The steps of building the model are as follows: Firstly, the length and width of the tag stream are set to be Lx and Ly, respectively, and N new tags are randomly distributed among tag stream. Secondly, the signal radius of reader 1 is set to be R1_radius and that of reader 2 is to be R2_radius. There are induction lines between the recognition areas of the two readers. Then, the tag speed is set to be V_step. Two readers send the acquired label EPC information to the local server.

The local server uploads the tag EPC information to the corresponding regional cloud platform through EPC information service (EPCIS) to complete EPC-related data storage. Cloud platforms in each region form a unified cloud platform to realize data sharing among supply chains. The cloud platform is built according to the idea of cloud computing [29, 30], and the demand for cloud resources can be adjusted in real time according to the information flow of the supply chain. The cloud platform architecture is shown in Fig. 3. This article is mainly about the double reader method for preventing tag collision in the cloud platform, and it talks only a little about the cloud platform.

Algorithm design

BSA algorithm

The bit-slot ALOHA algorithm [20] is implemented based on a bit sequence. The sequence consists of L bit slots.
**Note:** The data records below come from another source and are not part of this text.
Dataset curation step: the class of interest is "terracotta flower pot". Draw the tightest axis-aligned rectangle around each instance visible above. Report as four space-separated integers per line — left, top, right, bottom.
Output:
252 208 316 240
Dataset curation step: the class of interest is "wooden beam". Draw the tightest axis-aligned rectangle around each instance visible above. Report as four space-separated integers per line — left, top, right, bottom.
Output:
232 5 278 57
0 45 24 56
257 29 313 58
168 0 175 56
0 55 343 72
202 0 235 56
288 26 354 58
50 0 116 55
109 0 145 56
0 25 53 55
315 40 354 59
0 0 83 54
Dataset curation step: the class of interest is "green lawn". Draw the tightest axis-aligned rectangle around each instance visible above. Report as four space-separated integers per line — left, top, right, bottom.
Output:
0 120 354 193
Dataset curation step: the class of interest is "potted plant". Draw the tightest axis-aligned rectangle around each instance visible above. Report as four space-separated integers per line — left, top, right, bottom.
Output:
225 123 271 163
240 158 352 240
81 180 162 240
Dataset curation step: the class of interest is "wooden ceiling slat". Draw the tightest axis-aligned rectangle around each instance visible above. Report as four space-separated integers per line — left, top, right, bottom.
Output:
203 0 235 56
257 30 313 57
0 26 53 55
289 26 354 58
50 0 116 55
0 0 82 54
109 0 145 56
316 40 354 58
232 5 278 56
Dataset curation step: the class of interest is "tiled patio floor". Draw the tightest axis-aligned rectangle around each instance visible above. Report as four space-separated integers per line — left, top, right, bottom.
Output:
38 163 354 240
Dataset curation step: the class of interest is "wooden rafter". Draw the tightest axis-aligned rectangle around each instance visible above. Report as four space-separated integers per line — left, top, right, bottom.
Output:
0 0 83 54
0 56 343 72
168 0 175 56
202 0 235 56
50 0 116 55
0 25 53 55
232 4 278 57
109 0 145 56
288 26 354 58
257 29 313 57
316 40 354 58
A bit slot is randomly selected for a tag, which is set to be 1 and all other bit slots are set to be 0. The reader sends an inquiry command to the tag, which randomly generates a bit sequence and sends it to the reader. The reader detects the collided bits in all the bit sequences it receives. If a bit collided, it indicates that the bit slot is selected by at least one tag as shown in Fig. 4. The reader records the collided bits, and the EPC code of the tag corresponding to the collided bits is then asked in turn. If only one tag responds, then the tag is read successfully, otherwise, its recognition is failed.

In the bit-slot ALOHA algorithm, the bit sequence includes L bit slots. Assume that the number of tags in the signal area of the reader is N. Then, the probability of a tag being selected for a certain bit slot is p = 1/L.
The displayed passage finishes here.